ライブ細胞におけるコンソジショナルフレットバイオセンサーを用いたオーロラキナーゼ活性化のリアルタイムモニタリング

多機能Ser/ThrキナーゼAURKAの活性化は、Thr288の自己リン酸化によって特徴付けられます。ここでは、プローブエンジニアリングの戦略と、有糸分裂全体のキナーゼ活性化に従う迅速なFRETプロトコルを示す。

上皮癌は、しばしばSer/ThrキナーゼオーロラA /AURKAの過剰発現によって特徴付けられます。AURKAはThr288での自己リン酸化時に活性化する多機能タンパク質であり、有糸分裂におけるAURKAの豊富なピークは、有糸性紡錘の安定性と忠実度、および有糸分裂の全体的な効率を制御する。構造レベルで十分に特徴付けられるが、細胞周期を通してAURKAの活性化の一貫したモニタリングが欠けている。可能な解決策は、遺伝的にコード化されたフェルスターの共鳴エネルギー伝達(FRET)バイオセンサーを使用して、十分な時間的解像度でAURKAの自己リン酸化に関する洞察を得ることから成り立っています。ここでは、Thr288自動リン酸化を検出するFRETバイオセンサーを設計するプロトコルと、この変化を有糸分裂中にどう従うかについて説明する。まず、ドナー/アクセプターFRETペアの概要を説明し、哺乳動物細胞におけるAURKA FRETバイオセンサーのクローニングおよび挿入方法について説明します。次に、カスタム構築されたセットアップで蛍光寿命イメージング顕微鏡(FLIM)による迅速なFRET測定のステップバイステップ分析を行います。ただし、このプロトコルは、代替の商用ソリューションにも適用できます。我々は、AURKAベースのバイオセンサーに最も適切なFRET制御を検討し、このツールの感度をさらに高めるための潜在的な将来の改善を強調することによって結論付ける。

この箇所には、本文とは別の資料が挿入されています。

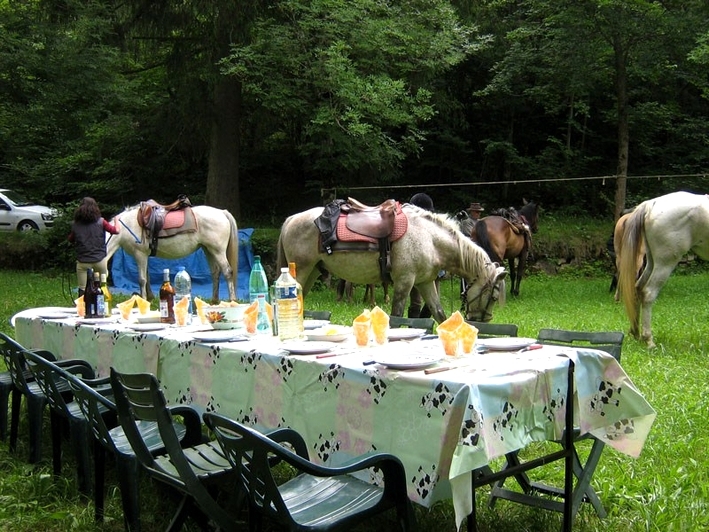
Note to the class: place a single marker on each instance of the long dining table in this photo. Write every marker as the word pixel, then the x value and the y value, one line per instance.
pixel 351 400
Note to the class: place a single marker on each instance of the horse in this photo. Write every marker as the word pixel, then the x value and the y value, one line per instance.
pixel 215 232
pixel 504 237
pixel 669 227
pixel 431 243
pixel 617 241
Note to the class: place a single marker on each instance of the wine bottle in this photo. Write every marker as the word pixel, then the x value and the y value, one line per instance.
pixel 167 299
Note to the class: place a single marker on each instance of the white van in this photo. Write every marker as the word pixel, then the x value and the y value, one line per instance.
pixel 19 214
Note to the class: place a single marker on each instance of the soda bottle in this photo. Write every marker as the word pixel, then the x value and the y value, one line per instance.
pixel 183 288
pixel 287 307
pixel 106 296
pixel 258 283
pixel 167 299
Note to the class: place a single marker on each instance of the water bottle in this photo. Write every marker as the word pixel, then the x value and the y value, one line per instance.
pixel 258 284
pixel 288 322
pixel 263 323
pixel 183 288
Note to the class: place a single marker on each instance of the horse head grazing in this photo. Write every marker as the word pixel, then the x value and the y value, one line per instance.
pixel 478 299
pixel 431 242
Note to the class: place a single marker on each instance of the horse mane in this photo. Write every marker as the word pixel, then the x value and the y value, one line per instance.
pixel 473 257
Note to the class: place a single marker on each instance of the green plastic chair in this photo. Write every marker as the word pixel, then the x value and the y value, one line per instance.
pixel 52 381
pixel 318 498
pixel 612 343
pixel 199 471
pixel 494 330
pixel 396 322
pixel 317 315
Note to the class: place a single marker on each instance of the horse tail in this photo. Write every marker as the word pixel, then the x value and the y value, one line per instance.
pixel 628 254
pixel 482 239
pixel 232 249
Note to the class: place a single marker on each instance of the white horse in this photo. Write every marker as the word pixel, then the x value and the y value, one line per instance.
pixel 669 226
pixel 432 243
pixel 216 233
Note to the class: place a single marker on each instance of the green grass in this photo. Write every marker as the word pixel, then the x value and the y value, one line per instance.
pixel 666 489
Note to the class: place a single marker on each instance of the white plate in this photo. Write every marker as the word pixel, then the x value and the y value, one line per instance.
pixel 505 344
pixel 96 321
pixel 329 333
pixel 148 317
pixel 314 324
pixel 407 361
pixel 146 327
pixel 404 333
pixel 53 315
pixel 307 348
pixel 219 336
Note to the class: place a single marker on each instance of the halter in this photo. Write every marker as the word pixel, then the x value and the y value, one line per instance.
pixel 489 286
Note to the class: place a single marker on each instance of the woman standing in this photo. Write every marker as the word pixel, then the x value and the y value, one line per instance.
pixel 88 234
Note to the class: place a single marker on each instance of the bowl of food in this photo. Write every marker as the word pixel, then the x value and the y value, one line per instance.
pixel 226 316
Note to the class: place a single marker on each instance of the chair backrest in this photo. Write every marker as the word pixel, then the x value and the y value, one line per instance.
pixel 609 341
pixel 52 379
pixel 493 330
pixel 139 397
pixel 396 322
pixel 135 401
pixel 317 315
pixel 251 453
pixel 93 405
pixel 15 362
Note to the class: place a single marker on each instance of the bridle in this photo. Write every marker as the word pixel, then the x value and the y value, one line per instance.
pixel 490 287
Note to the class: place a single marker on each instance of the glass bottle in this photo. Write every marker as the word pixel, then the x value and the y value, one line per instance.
pixel 90 296
pixel 263 323
pixel 167 299
pixel 299 292
pixel 183 288
pixel 258 283
pixel 100 300
pixel 107 298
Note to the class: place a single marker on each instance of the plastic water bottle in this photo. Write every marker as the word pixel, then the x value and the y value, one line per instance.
pixel 288 322
pixel 183 288
pixel 258 284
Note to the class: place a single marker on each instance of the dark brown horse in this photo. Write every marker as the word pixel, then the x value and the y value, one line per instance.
pixel 508 237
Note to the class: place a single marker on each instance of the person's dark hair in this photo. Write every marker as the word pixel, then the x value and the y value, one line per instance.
pixel 422 200
pixel 87 212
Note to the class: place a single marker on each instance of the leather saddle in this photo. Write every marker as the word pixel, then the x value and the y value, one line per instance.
pixel 353 226
pixel 152 216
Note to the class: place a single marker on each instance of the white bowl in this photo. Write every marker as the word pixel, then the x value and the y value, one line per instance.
pixel 222 317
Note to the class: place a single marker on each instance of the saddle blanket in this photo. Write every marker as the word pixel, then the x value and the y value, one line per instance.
pixel 176 222
pixel 344 234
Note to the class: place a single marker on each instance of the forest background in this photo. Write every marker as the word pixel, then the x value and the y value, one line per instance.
pixel 268 107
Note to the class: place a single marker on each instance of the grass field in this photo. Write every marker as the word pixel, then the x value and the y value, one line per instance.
pixel 666 489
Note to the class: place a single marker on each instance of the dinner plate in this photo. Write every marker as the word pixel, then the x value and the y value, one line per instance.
pixel 329 333
pixel 53 315
pixel 148 317
pixel 511 343
pixel 407 360
pixel 96 321
pixel 307 348
pixel 146 327
pixel 223 335
pixel 314 324
pixel 404 333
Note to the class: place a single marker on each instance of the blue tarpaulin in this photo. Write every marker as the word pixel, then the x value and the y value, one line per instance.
pixel 124 271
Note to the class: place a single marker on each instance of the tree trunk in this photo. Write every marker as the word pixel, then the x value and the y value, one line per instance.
pixel 623 134
pixel 223 175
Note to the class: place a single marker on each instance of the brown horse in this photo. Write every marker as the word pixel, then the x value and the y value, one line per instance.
pixel 504 237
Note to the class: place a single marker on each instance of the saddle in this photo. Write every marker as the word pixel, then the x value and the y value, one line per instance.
pixel 353 226
pixel 153 215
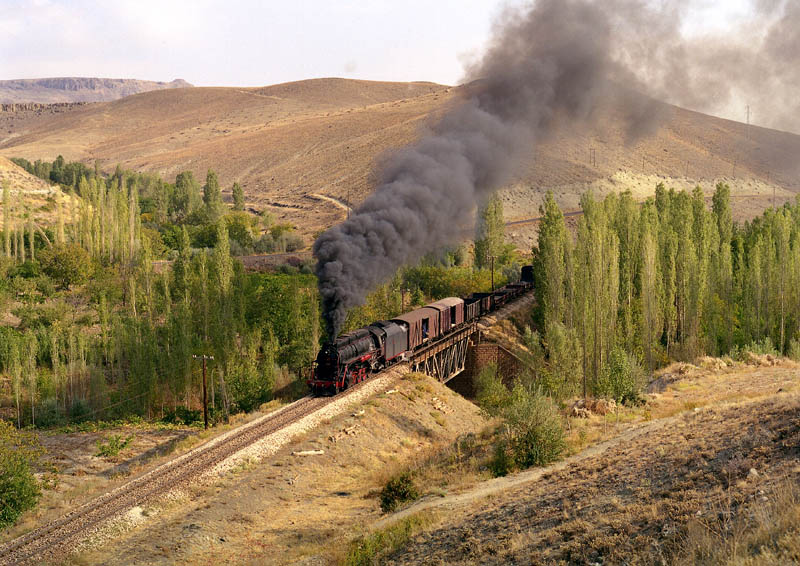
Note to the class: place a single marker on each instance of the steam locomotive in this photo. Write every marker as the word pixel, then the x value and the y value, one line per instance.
pixel 356 355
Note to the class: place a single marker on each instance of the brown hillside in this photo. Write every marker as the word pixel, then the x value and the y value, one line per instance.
pixel 290 143
pixel 30 196
pixel 77 89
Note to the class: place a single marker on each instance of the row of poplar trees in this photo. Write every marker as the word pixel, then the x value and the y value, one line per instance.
pixel 128 345
pixel 667 279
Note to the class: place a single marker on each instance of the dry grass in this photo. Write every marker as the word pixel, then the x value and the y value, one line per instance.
pixel 287 143
pixel 765 532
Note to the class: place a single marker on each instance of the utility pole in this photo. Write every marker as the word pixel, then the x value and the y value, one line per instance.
pixel 205 389
pixel 492 259
pixel 748 122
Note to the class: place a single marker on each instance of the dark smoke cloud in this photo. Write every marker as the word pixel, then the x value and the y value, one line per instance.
pixel 555 59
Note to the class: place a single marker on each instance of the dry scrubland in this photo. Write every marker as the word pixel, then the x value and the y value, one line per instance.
pixel 705 461
pixel 38 198
pixel 710 462
pixel 290 144
pixel 288 506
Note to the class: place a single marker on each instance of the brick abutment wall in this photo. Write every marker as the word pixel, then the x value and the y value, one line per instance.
pixel 479 356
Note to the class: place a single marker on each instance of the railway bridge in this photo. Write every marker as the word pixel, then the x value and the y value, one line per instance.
pixel 448 357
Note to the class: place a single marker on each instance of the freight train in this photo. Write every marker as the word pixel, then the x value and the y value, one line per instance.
pixel 356 355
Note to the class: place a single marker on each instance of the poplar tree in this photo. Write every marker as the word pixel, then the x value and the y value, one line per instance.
pixel 212 197
pixel 238 197
pixel 549 262
pixel 650 280
pixel 6 219
pixel 490 232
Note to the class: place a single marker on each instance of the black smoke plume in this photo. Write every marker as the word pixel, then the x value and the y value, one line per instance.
pixel 552 60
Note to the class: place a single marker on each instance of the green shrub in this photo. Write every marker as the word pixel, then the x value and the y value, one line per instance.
pixel 19 490
pixel 79 411
pixel 369 549
pixel 532 434
pixel 66 264
pixel 113 445
pixel 49 414
pixel 534 430
pixel 398 490
pixel 183 415
pixel 490 393
pixel 794 350
pixel 621 378
pixel 502 462
pixel 762 348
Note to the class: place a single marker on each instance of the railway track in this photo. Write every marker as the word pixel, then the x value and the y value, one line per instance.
pixel 55 539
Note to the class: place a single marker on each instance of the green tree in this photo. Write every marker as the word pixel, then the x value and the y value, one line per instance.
pixel 19 490
pixel 212 197
pixel 67 264
pixel 550 264
pixel 238 197
pixel 490 233
pixel 6 218
pixel 186 195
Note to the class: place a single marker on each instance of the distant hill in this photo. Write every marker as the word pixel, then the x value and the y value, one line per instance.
pixel 30 196
pixel 295 146
pixel 78 89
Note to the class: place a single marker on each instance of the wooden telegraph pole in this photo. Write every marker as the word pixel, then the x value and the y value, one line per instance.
pixel 205 388
pixel 492 259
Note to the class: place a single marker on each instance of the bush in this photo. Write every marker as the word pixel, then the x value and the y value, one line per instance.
pixel 19 490
pixel 502 463
pixel 29 270
pixel 535 434
pixel 66 264
pixel 79 411
pixel 741 353
pixel 113 445
pixel 621 377
pixel 49 414
pixel 182 415
pixel 794 350
pixel 398 490
pixel 370 549
pixel 532 435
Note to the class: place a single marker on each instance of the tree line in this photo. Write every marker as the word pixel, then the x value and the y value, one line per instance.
pixel 106 332
pixel 667 279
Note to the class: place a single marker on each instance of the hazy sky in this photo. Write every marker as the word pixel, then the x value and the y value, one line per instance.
pixel 249 42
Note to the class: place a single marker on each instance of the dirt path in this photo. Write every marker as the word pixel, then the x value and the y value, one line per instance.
pixel 500 485
pixel 728 452
pixel 334 201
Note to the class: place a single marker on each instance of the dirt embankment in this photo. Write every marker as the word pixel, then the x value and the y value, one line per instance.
pixel 722 443
pixel 291 506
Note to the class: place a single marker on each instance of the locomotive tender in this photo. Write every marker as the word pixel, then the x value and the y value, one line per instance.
pixel 356 355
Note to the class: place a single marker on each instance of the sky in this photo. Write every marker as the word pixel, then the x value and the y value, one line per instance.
pixel 254 43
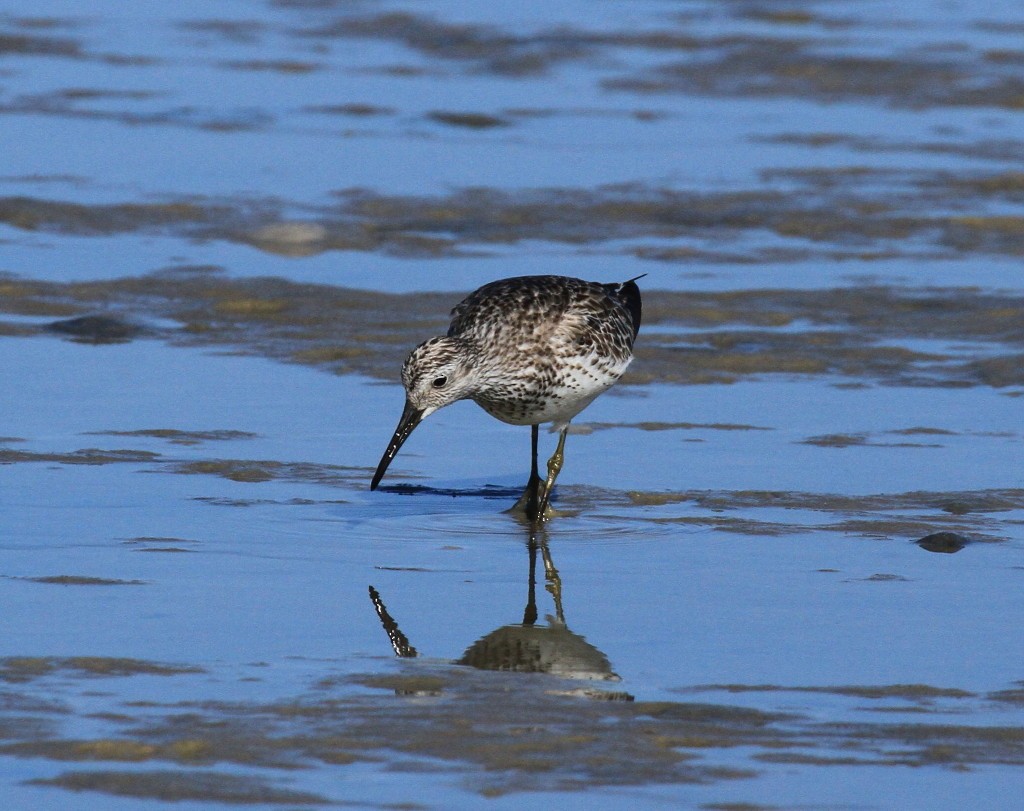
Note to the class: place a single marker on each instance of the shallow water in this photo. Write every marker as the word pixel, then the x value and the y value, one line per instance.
pixel 827 202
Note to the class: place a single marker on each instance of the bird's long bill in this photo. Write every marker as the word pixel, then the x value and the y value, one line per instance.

オーロラキナーゼA/AURKAは多機能なセリン/スレオニンキナーゼであり、細胞周期を通して、そして異なる細胞内の区画1で^{活性である。}AURKAはしばしば上皮性および造影性悪性腫瘍で過剰発現し、患者は現在利用可能な治療法に対する反応性が低いため、その広範な時空間的活性化を理解することは癌において特に重要である²。

構造研究は、AURKAが非アクティブからアクティブキナーゼに変換するために2つのステップを受けることを明らかにしました。まず、Thr288の自己リン酸化はキナーゼの運動用ポケットの立体構造を変化させ、それを^{活性化させる3,4,5,6}。このステップは、ヒト細胞およびゼノプスlaevis3,6,7におけるAURKAの触媒活性を増加させ、キナーゼを完全な活性のためにプライミングする。一度活性化されると、AURKAとXklp2(TPX2)の標的タンパク質との相互作用は、第2の立体構造変化^{を誘導する5}。このさらなる変更により、AURKAはセル^5,8,9,10の基質に向かって完全な酵素活性に達^{することができます}。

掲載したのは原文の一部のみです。